Michigan auto insurance is going to be even more expensive as the no-fault fee increases this summer. Drivers in the state will be paying $10 more to insure their vehicles. The purpose of the no-fault law in Michigan is to make sure that people involved in a collision will have coverage for catastrophic injuries no matter who is at fault.
The no-fault law in the state says that a person is entitled to coverage regardless of who is responsible for the crash.
Coalition Protecting Auto No-Fault attorney, Tom Sinas, feels that this type of system is the most effective.
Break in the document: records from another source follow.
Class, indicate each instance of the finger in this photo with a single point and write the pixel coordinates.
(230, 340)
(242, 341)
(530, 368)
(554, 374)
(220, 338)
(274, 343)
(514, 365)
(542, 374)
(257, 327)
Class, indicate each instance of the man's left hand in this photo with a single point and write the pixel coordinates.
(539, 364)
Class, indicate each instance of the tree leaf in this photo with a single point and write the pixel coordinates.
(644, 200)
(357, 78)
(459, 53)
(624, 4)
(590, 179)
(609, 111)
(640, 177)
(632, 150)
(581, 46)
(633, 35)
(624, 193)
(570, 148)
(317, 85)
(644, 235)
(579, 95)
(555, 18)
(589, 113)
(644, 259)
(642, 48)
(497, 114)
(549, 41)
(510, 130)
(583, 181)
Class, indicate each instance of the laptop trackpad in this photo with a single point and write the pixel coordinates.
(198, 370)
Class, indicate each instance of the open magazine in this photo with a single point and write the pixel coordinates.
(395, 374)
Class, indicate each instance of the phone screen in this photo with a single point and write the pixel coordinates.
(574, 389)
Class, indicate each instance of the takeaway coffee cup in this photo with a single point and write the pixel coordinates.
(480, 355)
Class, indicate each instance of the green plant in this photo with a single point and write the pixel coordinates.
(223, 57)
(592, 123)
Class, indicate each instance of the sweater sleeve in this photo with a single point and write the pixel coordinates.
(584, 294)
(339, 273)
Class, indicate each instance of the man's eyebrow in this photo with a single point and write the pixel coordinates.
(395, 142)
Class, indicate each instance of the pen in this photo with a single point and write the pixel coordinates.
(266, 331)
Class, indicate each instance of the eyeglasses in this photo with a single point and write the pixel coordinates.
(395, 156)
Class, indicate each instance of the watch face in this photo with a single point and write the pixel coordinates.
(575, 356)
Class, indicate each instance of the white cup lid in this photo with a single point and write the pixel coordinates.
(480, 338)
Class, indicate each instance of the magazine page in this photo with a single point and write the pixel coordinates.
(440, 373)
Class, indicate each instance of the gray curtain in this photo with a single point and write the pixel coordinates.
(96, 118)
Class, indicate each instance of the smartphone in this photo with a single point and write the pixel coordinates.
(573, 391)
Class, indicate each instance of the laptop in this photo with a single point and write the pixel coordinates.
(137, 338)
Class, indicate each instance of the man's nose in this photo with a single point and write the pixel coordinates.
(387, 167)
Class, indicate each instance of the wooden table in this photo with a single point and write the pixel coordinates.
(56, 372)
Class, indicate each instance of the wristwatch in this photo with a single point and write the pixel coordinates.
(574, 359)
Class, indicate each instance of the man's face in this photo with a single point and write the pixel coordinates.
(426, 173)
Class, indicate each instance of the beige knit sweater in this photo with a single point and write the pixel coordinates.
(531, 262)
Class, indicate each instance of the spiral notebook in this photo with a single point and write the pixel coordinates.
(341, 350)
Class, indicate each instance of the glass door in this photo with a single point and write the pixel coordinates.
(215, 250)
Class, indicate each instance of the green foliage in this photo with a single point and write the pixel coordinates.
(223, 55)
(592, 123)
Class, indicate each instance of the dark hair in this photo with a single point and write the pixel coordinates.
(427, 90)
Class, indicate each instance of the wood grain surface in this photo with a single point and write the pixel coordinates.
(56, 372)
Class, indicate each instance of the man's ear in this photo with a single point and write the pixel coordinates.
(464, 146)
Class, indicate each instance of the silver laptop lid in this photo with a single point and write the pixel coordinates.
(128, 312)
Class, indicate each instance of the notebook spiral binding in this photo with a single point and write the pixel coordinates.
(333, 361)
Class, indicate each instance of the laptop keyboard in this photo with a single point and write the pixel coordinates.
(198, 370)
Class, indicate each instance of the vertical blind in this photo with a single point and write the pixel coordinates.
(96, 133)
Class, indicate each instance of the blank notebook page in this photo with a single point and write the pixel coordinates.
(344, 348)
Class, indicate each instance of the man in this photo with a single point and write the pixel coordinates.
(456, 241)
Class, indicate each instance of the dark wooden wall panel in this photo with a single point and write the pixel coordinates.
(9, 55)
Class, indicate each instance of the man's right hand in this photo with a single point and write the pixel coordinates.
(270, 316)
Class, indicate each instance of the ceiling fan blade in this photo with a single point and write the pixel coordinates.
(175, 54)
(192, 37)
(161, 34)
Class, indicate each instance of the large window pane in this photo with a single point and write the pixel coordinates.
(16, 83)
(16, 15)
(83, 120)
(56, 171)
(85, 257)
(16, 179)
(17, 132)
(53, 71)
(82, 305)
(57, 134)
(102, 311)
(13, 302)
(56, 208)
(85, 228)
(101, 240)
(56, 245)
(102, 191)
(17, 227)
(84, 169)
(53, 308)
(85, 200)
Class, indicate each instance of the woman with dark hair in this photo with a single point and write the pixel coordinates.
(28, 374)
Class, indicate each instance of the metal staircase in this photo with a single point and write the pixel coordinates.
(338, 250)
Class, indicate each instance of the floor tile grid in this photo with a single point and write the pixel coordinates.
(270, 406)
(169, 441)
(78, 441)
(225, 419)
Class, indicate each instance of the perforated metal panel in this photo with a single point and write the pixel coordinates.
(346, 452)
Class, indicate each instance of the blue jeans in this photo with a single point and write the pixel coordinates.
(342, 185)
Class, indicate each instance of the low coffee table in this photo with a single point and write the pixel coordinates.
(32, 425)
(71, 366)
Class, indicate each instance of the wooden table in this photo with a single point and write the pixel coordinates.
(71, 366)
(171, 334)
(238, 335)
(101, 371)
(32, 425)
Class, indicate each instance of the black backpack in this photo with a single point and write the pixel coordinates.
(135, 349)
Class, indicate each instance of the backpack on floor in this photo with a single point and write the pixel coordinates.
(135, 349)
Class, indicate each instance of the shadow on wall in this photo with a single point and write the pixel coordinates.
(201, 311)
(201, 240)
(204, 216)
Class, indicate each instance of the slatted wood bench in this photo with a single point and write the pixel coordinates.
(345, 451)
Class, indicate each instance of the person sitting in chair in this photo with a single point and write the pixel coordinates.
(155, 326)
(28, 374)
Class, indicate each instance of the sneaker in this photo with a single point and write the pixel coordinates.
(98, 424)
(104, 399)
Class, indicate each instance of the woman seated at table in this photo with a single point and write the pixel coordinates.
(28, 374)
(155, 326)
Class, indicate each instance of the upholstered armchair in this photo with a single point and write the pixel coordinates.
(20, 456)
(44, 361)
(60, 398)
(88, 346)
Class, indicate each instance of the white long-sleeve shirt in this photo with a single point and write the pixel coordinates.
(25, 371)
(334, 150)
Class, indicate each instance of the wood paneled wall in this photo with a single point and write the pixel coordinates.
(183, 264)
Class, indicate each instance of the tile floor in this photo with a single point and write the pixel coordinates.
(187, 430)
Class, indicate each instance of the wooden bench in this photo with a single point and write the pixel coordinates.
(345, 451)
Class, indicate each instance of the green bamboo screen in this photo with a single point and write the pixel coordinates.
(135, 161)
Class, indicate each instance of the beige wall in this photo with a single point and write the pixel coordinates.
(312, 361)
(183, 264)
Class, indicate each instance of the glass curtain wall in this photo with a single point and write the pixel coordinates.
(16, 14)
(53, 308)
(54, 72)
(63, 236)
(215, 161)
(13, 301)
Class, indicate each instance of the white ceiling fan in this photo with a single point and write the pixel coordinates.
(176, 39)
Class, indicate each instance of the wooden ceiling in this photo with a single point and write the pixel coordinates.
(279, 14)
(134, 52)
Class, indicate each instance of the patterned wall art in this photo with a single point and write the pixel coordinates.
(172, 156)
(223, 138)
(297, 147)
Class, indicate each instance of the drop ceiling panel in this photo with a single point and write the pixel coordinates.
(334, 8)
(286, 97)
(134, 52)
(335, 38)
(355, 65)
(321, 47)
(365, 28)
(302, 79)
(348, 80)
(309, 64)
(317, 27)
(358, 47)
He feels that this Michigan auto insurance system makes sure catastrophic injuries will be treated as needed regardless of whether or not the injured party caused the crash. “These are people who’ve had spinal injuries, brain injuries, people who need extensive car for the rest of their life,” said Sinas.
According to Sinas, the auto insurance system could also benefit from some improvements, particularly when it comes to the Michigan Catastrophic Claims Association (MCCA).
Even those in the industry who support the no-fault Michigan auto insurance law feel it could be better.
In the event of a catastrophic injury, the MCCA provides coverage after the driver’s auto insurance covers the first $550,000 in catastrophic injury expenses. When the MCCA must provide additional coverage beyond the auto insurance company payout, they conduct an assessment paid for each involved vehicle.
According to Sinas, the Coalition Protecting Auto No-Fault (CPAN) is interested in learning how the MCCA conducts its calculations. “It’s not the insurance industry‘s money,” said Sinas. “It’s our money, and we have a right to know how the MCCA is making its decision that it needs to increase rates.”
In fact, CPAN is in the midst of a lawsuit in which it is seeking to gain access to that Michigan auto insurance information from the MCCA. As it stands, MCCA data states that it made $1.1 billion in payouts last year and predicts that this year will bring an even higher figure. As a result, drivers will be paying $170 per vehicle as of July 1, 2017.